NEW ORLEANS (AP) A lot of this Super Bowl was going to be about Ray Lewis anyway, even before strange tales of deer-antler spray and magic hologram chips came to light. He made sure of it by starting his retirement tour early, and bringing along the dances and inspirational speeches that TV cameras eat up.

If his oratorical skills are great, so, too, is the player. His teammates love him as much for what he does in the locker room as on the field, and fans in Baltimore may one day even erect a statue to his greatness.

Seventeen years fronting one of the most dominating defenses in the NFL should be enough to get him in the Hall of Fame. A Super Bowl win on Sunday would give him a second ring to cherish the rest of his life.

Like the player, though, the act has grown old. When Lewis talks - and he talks incessantly - it's hard to take anything he says seriously.

That was the case Wednesday when he had the stage to himself and everyone in a packed interview room wanted to know: Just what is deer-antler spray and why would you want to take it?

Turns out he wouldn't. And, says Lewis, anyone who suggests otherwise must be doing so with evil intent.

``That's the trick of the devil,'' he said. ``The trick of the devil is to kill, steal and destroy. That's what he comes to do. He comes to distract you from everything you're trying to do.''

Enough. Please. The real trick for Ray Lewis is obfuscation and if he does it well, it's because he's had plenty of practice.

The day before, a reporter had the temerity to ask him about a night 13 years ago in Atlanta that left two men dead after a Super Bowl party and put Lewis in jail on charges of double murder. Old news, maybe, but the circumstances surrounding the deaths have never been fully explained, especially by Lewis.

Instead of invoking the devil, Lewis went the other way.

``Nobody here is really qualified to ask those questions,'' he said. ``I just truly feel that this is God's time, and whatever his time is, let it be his will. Don't try to please everybody with your words, try to make everybody's story sound right.''

What?

Lewis pleaded guilty to obstruction of justice and got probation, along with a $250,000 fine from the NFL for violating its conduct policy. The murders remain unsolved after the case against his co-defendants fell apart.

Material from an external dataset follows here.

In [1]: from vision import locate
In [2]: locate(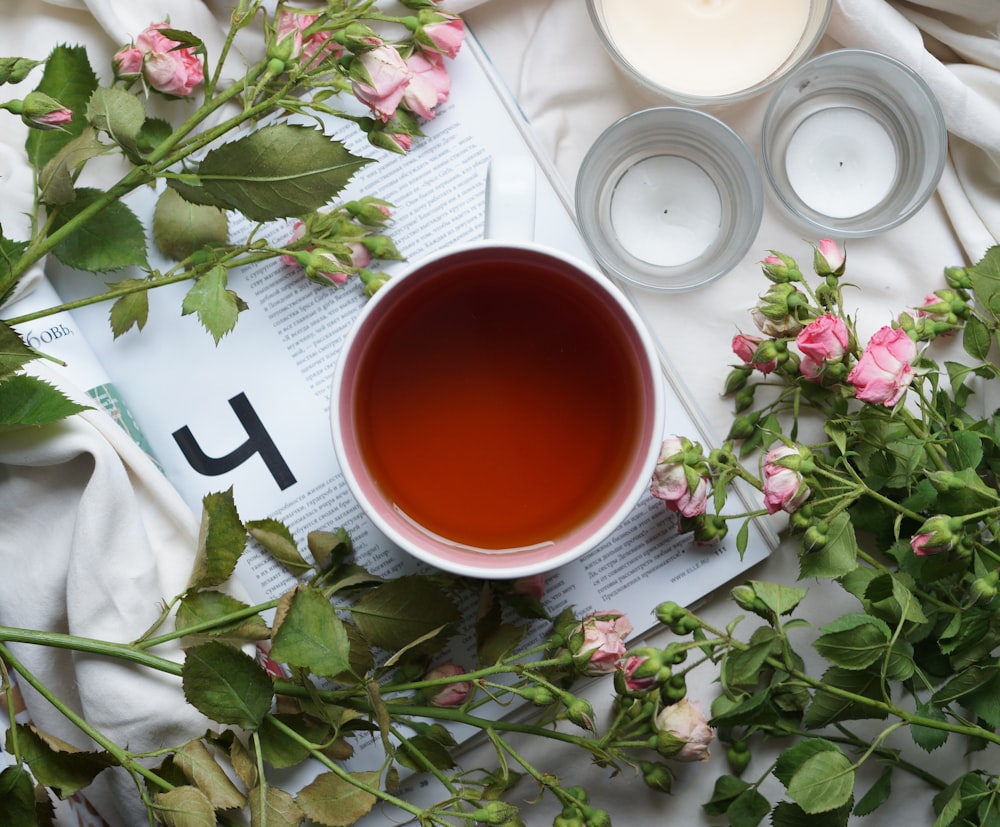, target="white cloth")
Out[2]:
[0,0,1000,827]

He's been nothing but a model citizen since and as the years go by and memories fade he's become in inspirational figure to those who enjoy his proselytizing and his play on the football field. His teammates respect him as their leader, and his coach seems to regard him as larger than life.

``We have already used him as our team chaplain, so Ray could double up anytime he wants,'' Ravens coach John Harbaugh said. ``He can coach. He can do whatever he wants. I think Ray's got big plans. Ray's that kind of guy and when he's done playing he's always a guy trying to affect people and change the way that people think and make an impact on the world.''

He's certainly making an impact on this Super Bowl, though his last ride has turned out to be bumpier than he might have imagined. Lewis surely understood the murders would be mentioned, but after years of deflecting questions about his connection to them, he was probably also sure it would be no more than a minor annoyance.

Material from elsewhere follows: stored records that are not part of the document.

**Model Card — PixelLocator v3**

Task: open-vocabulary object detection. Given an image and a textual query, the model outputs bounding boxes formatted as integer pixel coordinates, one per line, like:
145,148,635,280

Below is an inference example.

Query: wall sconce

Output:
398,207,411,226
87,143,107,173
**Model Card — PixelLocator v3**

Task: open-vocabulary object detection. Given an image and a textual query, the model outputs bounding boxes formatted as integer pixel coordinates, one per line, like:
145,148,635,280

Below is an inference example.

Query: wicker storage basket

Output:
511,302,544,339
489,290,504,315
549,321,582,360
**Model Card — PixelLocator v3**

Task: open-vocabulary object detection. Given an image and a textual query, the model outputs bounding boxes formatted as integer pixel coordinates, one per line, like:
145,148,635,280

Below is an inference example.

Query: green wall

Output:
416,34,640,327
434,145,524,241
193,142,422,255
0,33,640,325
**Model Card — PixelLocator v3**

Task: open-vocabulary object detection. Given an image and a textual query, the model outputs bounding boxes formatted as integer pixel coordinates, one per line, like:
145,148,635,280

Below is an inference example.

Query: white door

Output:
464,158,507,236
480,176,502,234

It's not so easy with deer-antler spray and pills. Sports Illustrated said Lewis hoped to repair a torn right triceps by seeking help from an Alabama company that says its products contain a banned substance connected to human growth hormone. Lewis denied taking anything illegal, but danced around any connection to the company that also sold its product to golfer Vijay Singh and others.

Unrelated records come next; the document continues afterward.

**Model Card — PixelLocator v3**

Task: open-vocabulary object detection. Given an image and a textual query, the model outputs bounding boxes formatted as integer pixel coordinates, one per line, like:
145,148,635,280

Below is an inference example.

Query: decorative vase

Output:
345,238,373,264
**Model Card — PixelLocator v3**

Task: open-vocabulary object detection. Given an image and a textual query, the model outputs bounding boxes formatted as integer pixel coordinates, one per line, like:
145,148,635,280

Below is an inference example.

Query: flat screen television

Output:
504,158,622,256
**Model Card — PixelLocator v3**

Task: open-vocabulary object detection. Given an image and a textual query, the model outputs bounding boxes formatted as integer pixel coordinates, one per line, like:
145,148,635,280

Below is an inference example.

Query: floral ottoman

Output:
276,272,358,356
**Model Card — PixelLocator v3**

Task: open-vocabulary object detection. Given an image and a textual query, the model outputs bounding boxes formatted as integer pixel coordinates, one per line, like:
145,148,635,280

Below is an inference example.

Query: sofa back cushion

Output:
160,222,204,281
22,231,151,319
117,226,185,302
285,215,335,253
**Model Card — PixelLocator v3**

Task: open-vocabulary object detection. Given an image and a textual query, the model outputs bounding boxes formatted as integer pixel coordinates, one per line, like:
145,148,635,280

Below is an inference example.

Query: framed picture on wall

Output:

``To entertain foolishness like that from cowards who come from the outside and try to destroy what we've built, like I just said, it's sad to even entertain it on this type of stage, because this type of stage is what dreams are made of,'' Lewis said. ``This is what kids dream their whole lives, to be up here on these days, stepping in the NFL and saying that I am on the biggest stage ever.''

If it all sounds a bit wacky, it's because it is. What, after all, could be goofier than deer-antler spray and magic chips except maybe the men who believe in them.

But after the Lance Armstrong confession it's hard to believe anything athletes say anymore, or that the NFL is somehow free of PEDs simply because there hasn't been a big scandal in recent years. We don't know what anyone takes, how many tests they've passed or failed, or what they do behind closed doors to build the kind of muscles you need to play in the NFL.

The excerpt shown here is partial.